Reputation: 77
The problem I have is as follows:
How can we check what values were observed at a certain point of time across all processes? How can we produce periodical aggregates(e.g. a mean daily value) based on known information?
Here is a mockup of the data:
tsVector1 <- c("2020-01-01 16:18", "2020-01-03 12:12", "2020-01-03 14:56", "2020-01-10 09:48", "2020-01-11 23:00")
tsVector2 <- c("2020-01-01 16:18", "2020-01-02 14:10", "2020-01-04 18:36", "2020-01-06 19:23", "2020-01-10 21:10")
tsVector3 <- c("2020-01-01 16:18", "2020-01-05 13:37", "2020-01-08 01:11")
obsVector1 <- c(1, 1.2, 1.6, 3, 3.8)
obsVector2 <- c(1, 1.4, 1.7, 1.8, 2.1)
obsVector3 <- c(1:3)
procVector1 <- rep("proc1", 5)
procVector2 <- rep("proc2", 5)
procVector3 <- rep("proc3", 3)
tsDF <- data.frame(ts = as.POSIXct(c(tsVector1, tsVector2, tsVector3)),
observation = c(obsVector1, obsVector2, obsVector3),
process = c(procVector1, procVector2, procVector3))

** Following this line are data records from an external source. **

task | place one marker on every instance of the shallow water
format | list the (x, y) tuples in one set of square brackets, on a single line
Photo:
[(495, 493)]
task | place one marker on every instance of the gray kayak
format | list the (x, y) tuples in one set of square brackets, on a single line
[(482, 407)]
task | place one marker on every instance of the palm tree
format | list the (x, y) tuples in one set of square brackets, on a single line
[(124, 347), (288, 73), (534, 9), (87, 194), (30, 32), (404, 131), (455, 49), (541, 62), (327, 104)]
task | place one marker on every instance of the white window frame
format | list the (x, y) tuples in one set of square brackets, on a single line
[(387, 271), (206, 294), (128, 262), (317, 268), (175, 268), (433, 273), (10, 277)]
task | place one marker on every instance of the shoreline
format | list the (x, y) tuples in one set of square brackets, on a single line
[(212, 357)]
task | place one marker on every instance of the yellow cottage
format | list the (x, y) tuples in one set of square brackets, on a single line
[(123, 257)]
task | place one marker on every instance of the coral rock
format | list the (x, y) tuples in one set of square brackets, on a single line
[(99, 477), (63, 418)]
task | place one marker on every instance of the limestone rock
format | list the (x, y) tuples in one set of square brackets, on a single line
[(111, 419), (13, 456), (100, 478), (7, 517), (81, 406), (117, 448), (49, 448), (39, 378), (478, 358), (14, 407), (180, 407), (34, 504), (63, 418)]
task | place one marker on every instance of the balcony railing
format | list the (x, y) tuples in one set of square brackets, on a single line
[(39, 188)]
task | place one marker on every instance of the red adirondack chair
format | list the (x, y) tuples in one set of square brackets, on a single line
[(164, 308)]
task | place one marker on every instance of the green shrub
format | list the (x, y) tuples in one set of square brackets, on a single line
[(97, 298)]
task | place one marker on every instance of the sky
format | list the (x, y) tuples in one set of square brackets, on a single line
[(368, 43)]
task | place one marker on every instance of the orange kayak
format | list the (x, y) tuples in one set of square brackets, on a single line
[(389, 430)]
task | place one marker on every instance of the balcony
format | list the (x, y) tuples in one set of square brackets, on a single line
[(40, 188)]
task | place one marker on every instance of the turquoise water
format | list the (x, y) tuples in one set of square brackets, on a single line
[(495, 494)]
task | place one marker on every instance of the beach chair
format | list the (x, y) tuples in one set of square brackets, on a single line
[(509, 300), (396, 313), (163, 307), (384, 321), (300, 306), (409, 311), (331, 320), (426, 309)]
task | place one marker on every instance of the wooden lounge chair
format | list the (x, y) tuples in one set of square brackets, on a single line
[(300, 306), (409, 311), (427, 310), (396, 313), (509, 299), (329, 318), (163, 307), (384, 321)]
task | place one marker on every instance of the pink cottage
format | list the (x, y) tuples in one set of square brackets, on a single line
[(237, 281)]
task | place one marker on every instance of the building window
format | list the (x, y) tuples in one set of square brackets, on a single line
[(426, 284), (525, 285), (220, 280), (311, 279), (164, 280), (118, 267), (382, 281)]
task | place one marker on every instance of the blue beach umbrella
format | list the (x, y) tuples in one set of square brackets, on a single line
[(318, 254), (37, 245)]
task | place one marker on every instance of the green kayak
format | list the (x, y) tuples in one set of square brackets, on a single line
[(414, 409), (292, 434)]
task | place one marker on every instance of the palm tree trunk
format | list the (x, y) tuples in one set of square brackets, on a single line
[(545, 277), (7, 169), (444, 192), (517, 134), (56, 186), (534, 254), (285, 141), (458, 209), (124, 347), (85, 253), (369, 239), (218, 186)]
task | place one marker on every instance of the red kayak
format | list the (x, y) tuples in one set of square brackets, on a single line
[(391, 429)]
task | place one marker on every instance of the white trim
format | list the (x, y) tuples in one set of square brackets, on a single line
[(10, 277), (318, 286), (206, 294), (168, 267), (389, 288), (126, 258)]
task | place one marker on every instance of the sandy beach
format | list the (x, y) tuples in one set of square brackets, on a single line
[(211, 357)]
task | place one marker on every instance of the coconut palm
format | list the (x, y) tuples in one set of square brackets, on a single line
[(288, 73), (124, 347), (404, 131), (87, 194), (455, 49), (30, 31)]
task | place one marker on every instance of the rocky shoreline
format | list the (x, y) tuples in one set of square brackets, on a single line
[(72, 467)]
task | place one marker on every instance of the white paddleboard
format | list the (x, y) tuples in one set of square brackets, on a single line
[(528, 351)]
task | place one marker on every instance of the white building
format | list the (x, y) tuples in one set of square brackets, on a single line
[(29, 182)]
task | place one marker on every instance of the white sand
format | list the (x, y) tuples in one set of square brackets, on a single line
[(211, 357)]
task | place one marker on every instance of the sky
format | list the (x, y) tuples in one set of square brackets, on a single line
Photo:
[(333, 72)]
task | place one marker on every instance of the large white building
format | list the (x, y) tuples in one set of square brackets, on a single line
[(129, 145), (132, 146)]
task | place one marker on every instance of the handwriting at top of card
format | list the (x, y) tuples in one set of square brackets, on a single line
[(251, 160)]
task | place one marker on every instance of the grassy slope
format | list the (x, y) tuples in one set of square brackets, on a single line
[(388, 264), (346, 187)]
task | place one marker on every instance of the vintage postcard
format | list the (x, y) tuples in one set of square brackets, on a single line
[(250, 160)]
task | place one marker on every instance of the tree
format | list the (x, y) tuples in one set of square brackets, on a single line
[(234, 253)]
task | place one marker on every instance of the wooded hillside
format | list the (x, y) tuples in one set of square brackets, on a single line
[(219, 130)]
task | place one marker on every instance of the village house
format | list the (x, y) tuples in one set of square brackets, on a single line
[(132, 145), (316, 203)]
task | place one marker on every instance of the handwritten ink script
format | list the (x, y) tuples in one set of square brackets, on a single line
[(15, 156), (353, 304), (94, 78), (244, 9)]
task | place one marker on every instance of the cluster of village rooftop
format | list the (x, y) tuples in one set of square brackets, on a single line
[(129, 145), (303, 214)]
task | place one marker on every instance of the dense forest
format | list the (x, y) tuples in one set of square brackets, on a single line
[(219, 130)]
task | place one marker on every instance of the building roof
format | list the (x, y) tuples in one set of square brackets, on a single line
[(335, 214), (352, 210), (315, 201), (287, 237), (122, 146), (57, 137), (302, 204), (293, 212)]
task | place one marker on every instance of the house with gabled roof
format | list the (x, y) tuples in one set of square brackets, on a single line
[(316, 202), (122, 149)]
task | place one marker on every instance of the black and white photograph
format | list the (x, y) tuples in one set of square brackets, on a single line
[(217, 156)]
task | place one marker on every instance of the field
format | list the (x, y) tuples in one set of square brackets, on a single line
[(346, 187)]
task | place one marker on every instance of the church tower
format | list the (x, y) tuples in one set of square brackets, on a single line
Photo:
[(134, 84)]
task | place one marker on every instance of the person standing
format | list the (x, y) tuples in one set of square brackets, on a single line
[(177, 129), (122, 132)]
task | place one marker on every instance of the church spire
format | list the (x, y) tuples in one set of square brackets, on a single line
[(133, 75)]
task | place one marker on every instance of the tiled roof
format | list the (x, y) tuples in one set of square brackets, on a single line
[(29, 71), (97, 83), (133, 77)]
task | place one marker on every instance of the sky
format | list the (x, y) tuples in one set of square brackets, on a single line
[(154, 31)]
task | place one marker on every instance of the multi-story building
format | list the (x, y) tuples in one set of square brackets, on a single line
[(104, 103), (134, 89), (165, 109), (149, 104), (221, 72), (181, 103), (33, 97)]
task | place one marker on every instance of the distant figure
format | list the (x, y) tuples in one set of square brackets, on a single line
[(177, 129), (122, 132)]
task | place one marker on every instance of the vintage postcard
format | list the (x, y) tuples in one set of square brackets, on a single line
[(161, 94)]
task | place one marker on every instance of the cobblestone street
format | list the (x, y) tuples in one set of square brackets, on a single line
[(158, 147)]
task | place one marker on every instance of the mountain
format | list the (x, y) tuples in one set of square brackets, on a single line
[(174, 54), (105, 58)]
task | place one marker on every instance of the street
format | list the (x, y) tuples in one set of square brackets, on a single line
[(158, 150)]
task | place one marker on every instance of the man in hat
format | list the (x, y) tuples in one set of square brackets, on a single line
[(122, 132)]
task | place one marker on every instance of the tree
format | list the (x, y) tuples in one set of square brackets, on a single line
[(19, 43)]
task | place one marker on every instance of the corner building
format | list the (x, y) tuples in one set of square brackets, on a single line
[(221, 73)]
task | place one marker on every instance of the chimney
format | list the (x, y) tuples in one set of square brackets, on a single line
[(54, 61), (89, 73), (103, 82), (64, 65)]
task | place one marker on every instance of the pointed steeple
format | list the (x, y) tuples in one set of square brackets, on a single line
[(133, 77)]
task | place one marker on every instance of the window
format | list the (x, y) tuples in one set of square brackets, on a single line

I am looking for an output like this:
SomeHelpfulFunction(tsDF, "2020-01-07 01:00")
> process observation
> process1 1.6
> process2 1.8
> process3 2.0
Is there a way to get this data without resorting to loops or replication of all unique timestamps across all of the time series being compared?
UPDATE:
Having had a look at the replies and testing them out with a bigger dataset, I found that the data.table
method works best for my use case and also results in faster response times. To give you an idea, the times I have measured were:
data.table
duplicated()
dplyr
with top_n()
instead of slice_tail()
Upvotes: 0
Views: 571
Reputation: 77
I have found an additional way of achieving the ruslt with base R alone. But it relies on duplicated()
and is only good for getting the last reading, so will not really work with applications where with last N readings are required:
SomeHelpfulFunction <- function(tsDF, time) {
functionLocalDF <- tsDF[order(tsDF$process, tsDF$ts), ]
functionLocalDF <- functionLocalDF[functionLocalDF$ ts <= time, ]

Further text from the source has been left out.